1965 Icelandic Cup

Tournament details
- Country: Iceland

Final positions
- Champions: Valur
- Runners-up: ÍA

= 1965 Icelandic Cup =

The 1965 Icelandic Cup was the sixth edition of the National Football Cup.

It took place between 31 July 1965 and 31 October 1965, with the final played at Melavöllur in Reykjavík. The cup was important, as winners qualified for the UEFA Cup Winners' Cup (if a club won both the league and the cup, the defeated finalists would take their place in the Cup Winners' Cup). Teams from the Úrvalsdeild karla (1st division) did not enter until the quarter-finals. In prior rounds, teams from the 2. Deild (2nd division), as well as reserve teams, played in one-legged matches. In case of a draw, the match was replayed.

For the first time in 5 years (since the creation of the tournament), KR Reykjavík were eliminated when they entered, in the quarter-finals. Valur Reykjavík won the Cup, beating IA Akranes 5 - 3 in the final.

== First round ==

| Team 1 | Team 2 | Result |
|---|---|---|
| þor Vestmannaeyjar | ÍBK Keflavík B | 3 - 2 |
| FH Hafnarfjörður | Haukar Hafnarfjörður | 3 - 2 |
| IA Akranes B | Fram Reykjavík B | 0 - 4 |
| KR Reykjavík B | ÍBK Keflavík C | forfeit |
| þrottur Reykjavík B | Týr Vestmannaeyjar | 0 - 8 |
| þrottur Reykjavík | Víkingur Reykjavík | 4 - 1 |

== Second round ==
- Entrance of Breiðablik Kopavogur and Valur Reykjavík B.

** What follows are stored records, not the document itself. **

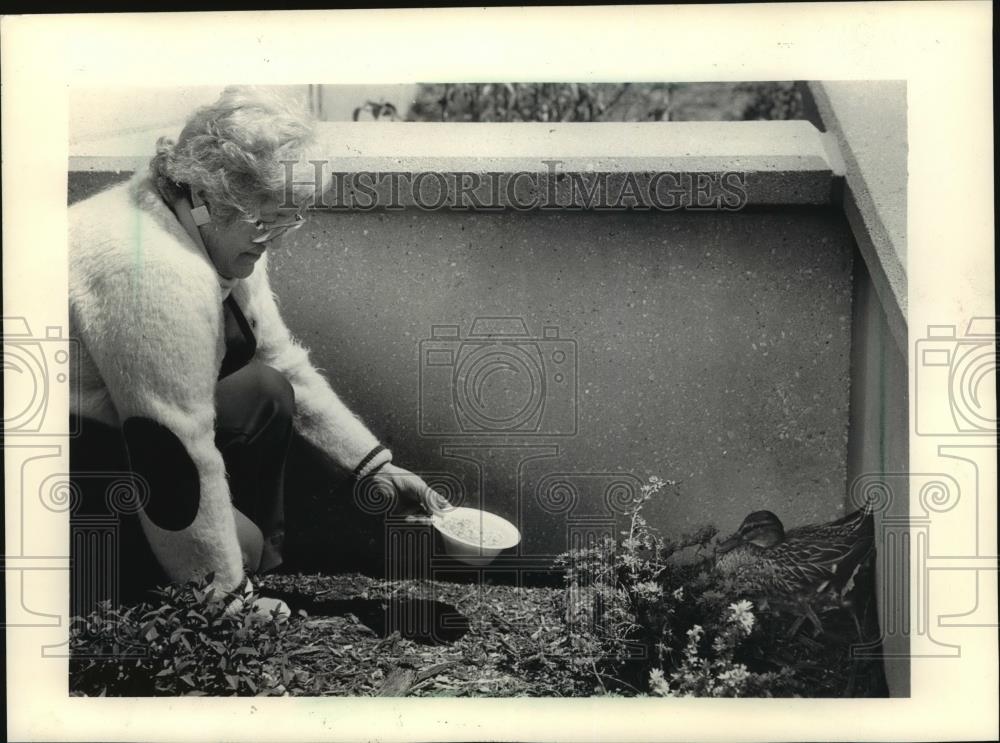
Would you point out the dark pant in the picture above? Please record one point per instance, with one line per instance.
(110, 556)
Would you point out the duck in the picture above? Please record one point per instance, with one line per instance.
(805, 566)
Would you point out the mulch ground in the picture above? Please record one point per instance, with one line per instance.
(347, 634)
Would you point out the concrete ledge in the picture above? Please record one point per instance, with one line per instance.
(868, 121)
(780, 162)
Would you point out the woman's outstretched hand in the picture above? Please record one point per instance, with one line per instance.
(412, 497)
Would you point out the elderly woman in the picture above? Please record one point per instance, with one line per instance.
(187, 374)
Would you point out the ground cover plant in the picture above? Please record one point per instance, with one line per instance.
(638, 615)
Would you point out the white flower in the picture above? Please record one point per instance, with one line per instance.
(658, 684)
(648, 589)
(742, 613)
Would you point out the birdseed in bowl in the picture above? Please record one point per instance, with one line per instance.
(467, 529)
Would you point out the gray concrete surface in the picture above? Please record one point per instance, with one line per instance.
(711, 350)
(868, 119)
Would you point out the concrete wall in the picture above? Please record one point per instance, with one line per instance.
(714, 350)
(719, 349)
(711, 348)
(868, 123)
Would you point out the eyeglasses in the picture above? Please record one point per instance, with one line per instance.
(274, 230)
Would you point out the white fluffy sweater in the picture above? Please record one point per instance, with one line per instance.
(146, 312)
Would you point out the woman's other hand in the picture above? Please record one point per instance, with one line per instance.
(411, 496)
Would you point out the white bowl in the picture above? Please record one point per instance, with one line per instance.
(462, 530)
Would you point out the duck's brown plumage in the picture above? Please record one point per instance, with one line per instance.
(807, 560)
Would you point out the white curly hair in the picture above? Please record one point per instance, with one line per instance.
(235, 151)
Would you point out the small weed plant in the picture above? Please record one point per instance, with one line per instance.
(188, 640)
(650, 615)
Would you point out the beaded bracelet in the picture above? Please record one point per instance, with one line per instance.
(375, 460)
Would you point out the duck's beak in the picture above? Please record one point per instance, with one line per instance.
(727, 545)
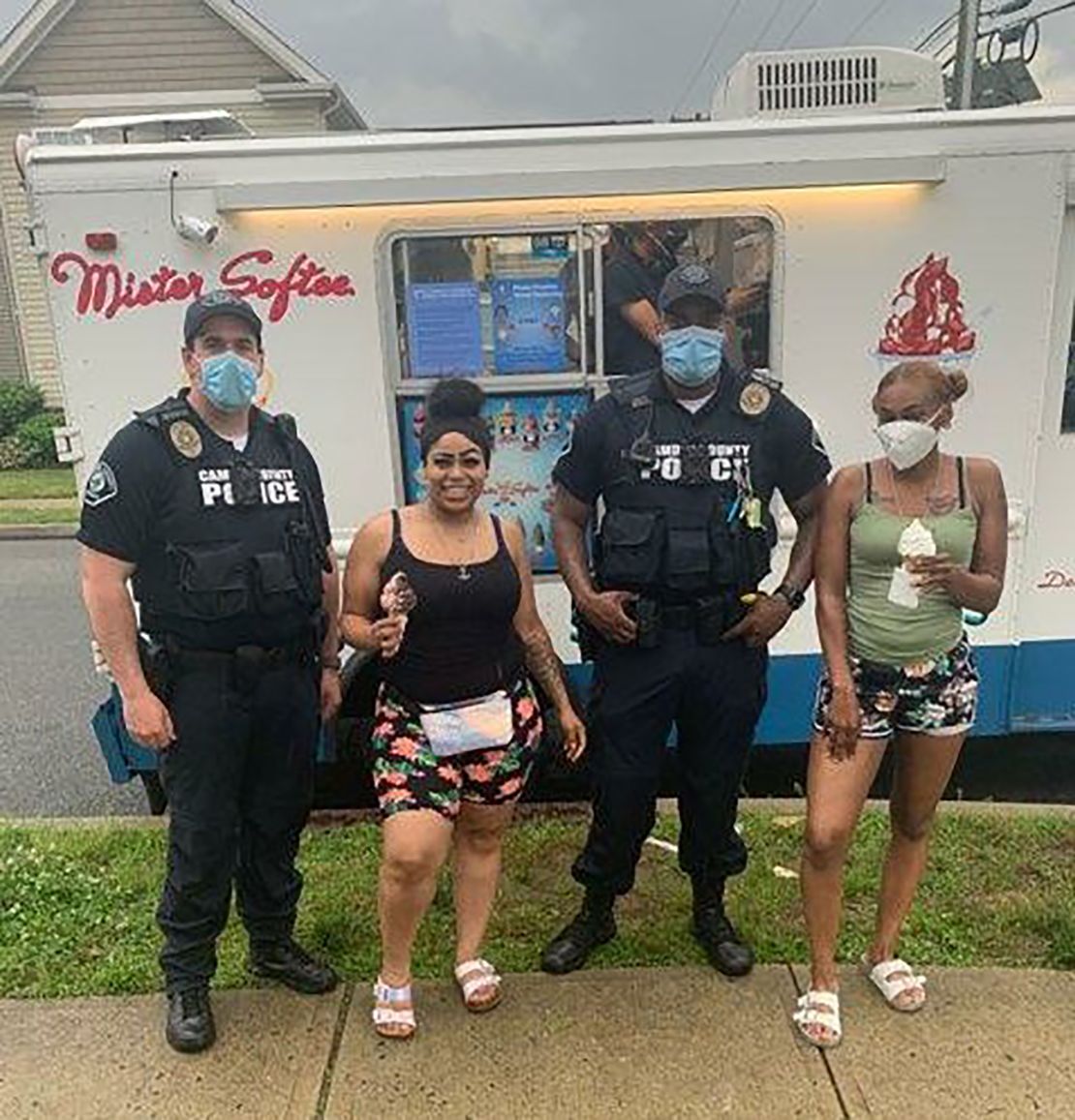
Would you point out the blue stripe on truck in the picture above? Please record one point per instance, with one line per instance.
(1025, 687)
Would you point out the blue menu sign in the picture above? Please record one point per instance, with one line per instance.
(528, 325)
(444, 329)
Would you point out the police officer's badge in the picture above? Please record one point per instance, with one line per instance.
(754, 399)
(101, 485)
(185, 439)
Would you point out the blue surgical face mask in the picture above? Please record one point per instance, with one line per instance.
(229, 382)
(691, 355)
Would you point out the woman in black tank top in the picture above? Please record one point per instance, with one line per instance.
(443, 592)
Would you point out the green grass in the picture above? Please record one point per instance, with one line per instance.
(50, 482)
(77, 904)
(40, 515)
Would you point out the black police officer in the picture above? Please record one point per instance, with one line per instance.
(214, 511)
(685, 459)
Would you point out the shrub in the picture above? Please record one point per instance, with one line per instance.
(18, 402)
(35, 440)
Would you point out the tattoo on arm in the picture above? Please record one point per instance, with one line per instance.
(543, 665)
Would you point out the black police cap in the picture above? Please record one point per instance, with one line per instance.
(219, 302)
(691, 279)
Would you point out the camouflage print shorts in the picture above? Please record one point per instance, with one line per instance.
(408, 775)
(937, 697)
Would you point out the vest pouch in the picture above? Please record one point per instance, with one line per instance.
(723, 559)
(306, 562)
(275, 584)
(756, 555)
(632, 544)
(689, 558)
(213, 579)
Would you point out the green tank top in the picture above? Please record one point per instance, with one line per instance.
(879, 629)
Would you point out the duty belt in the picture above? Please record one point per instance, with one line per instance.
(248, 662)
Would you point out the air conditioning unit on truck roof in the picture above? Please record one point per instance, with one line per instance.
(826, 82)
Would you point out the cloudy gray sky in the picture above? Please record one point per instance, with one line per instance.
(412, 63)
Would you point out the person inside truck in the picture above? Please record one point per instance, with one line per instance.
(637, 260)
(214, 511)
(442, 592)
(906, 544)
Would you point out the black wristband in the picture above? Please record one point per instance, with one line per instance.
(792, 596)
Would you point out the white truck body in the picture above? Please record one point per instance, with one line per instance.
(855, 204)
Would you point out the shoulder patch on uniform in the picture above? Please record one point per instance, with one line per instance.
(101, 485)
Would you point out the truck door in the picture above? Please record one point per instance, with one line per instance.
(1043, 697)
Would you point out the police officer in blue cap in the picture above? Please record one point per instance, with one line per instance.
(685, 459)
(213, 510)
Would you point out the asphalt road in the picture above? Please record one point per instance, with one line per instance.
(49, 763)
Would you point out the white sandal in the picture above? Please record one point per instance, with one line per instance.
(818, 1010)
(388, 1013)
(475, 977)
(895, 978)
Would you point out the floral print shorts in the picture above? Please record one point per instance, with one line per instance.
(937, 698)
(408, 775)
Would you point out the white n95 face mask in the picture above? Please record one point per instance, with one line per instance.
(906, 442)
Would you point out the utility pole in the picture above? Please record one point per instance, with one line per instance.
(967, 52)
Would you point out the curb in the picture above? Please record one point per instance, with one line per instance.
(38, 532)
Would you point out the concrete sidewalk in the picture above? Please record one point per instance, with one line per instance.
(633, 1043)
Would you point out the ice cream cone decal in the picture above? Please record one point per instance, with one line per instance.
(928, 318)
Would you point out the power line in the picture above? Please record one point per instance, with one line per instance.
(709, 54)
(1033, 15)
(939, 29)
(875, 10)
(806, 15)
(769, 22)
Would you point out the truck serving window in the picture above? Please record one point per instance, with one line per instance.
(538, 318)
(489, 305)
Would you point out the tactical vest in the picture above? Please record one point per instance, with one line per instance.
(683, 528)
(240, 551)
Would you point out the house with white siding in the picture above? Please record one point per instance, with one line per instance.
(69, 59)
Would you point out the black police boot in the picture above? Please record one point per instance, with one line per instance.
(725, 949)
(190, 1027)
(290, 963)
(592, 926)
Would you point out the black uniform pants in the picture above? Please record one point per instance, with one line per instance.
(713, 694)
(239, 779)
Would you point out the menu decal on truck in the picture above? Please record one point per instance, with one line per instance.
(106, 290)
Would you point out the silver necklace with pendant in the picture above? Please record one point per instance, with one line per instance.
(463, 569)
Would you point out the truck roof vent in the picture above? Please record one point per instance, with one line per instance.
(812, 83)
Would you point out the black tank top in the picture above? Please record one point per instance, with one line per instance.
(461, 641)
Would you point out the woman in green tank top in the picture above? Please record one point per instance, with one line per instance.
(906, 544)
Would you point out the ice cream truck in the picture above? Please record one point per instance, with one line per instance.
(856, 220)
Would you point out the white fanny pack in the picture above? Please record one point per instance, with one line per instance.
(485, 724)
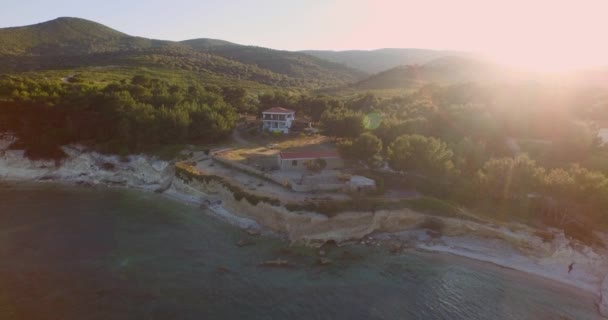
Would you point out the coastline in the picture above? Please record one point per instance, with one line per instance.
(496, 245)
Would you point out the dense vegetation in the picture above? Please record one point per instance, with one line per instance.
(68, 43)
(529, 150)
(122, 117)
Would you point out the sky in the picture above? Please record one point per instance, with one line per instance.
(536, 33)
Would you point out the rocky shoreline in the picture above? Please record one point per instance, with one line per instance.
(515, 247)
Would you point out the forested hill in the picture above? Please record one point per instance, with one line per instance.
(70, 43)
(292, 64)
(70, 36)
(375, 61)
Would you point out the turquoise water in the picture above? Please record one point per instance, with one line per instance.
(69, 253)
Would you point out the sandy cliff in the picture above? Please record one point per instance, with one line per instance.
(86, 167)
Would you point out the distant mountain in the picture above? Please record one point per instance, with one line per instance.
(70, 36)
(66, 43)
(375, 61)
(291, 64)
(445, 70)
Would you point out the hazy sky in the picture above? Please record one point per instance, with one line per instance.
(548, 32)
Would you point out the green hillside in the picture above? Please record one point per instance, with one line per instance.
(70, 36)
(291, 64)
(70, 43)
(375, 61)
(446, 70)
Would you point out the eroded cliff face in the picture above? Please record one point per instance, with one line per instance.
(514, 246)
(135, 171)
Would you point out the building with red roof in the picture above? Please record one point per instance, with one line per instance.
(297, 160)
(278, 119)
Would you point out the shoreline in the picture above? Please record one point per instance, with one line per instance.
(149, 175)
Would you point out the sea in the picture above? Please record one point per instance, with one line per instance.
(70, 252)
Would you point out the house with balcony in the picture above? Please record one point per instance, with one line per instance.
(278, 119)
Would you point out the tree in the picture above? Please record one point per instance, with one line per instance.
(366, 148)
(236, 97)
(342, 123)
(420, 154)
(506, 178)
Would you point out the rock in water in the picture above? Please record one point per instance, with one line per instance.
(603, 303)
(277, 263)
(244, 242)
(323, 261)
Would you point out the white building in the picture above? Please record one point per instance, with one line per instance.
(278, 119)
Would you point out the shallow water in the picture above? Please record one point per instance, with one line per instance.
(70, 253)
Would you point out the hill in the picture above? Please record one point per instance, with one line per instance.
(291, 64)
(375, 61)
(70, 36)
(73, 43)
(445, 70)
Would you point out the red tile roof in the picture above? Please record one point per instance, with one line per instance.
(278, 110)
(308, 155)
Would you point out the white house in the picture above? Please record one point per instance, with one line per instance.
(278, 119)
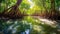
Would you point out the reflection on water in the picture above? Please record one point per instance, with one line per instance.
(28, 25)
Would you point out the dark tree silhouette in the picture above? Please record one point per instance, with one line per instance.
(13, 12)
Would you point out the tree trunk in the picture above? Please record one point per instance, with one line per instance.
(13, 12)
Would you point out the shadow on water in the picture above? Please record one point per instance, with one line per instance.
(14, 27)
(19, 26)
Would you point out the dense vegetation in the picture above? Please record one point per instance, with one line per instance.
(29, 16)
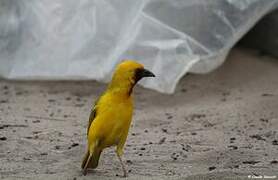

| Team 1 | Team 2 | Result |
|---|---|---|
| Valur Reykjavík B | Breiðablik Kopavogur | 3 - 1 |
| Týr Vestmannaeyjar | þrottur Reykjavík | 1 - 3 |
| KR Reykjavík B | þor Vestmannaeyjar | 2 - 1 |
| Fram Reykjavík B | FH Hafnarfjörður B | 1 - 2 |

== Third round ==

| Team 1 | Team 2 | Result |
|---|---|---|
| KR Reykjavík B | þrottur Reykjavík | 6 - 1 |
| Valur Reykjavík B | FH Hafnarfjörður | 3 - 4 |

== Quarter finals ==
- Entrance of 6 clubs from 1. Deild

| Team 1 | Team 2 | Result |
|---|---|---|
| ÍBA Akureyri (D1) | KR Reykjavík (D1) | 2 - 0 |
| IA Akranes (D1) | FH Hafnarfjörður | 3 - 0 |
| ÍBK Keflavík (D1) | KR Reykjavík B | 2 - 1 |
| Fram Reykjavík (D1) | Valur Reykjavík (D1) | 0 - 1 |

== Semi finals ==

| Team 1 | Team 2 | Result |
|---|---|---|
| Valur Reykjavík | ÍBA Akureyri | 3 - 2 |
| IA Akranes | ÍBK Keflavík | 2 - 0 (replayed after 1–1 draw) |

== Final ==

Valur Reykjavík 5-3 IA Akranes
  Valur Reykjavík: Alfonsson, Magnusson, Elisson, Gunnarsson
  IA Akranes: Gudmundsson, Hakonarsson, Larusson

- Valur Reykjavík won their first Icelandic Cup and qualified for the 1966–67 European Cup Winners' Cup.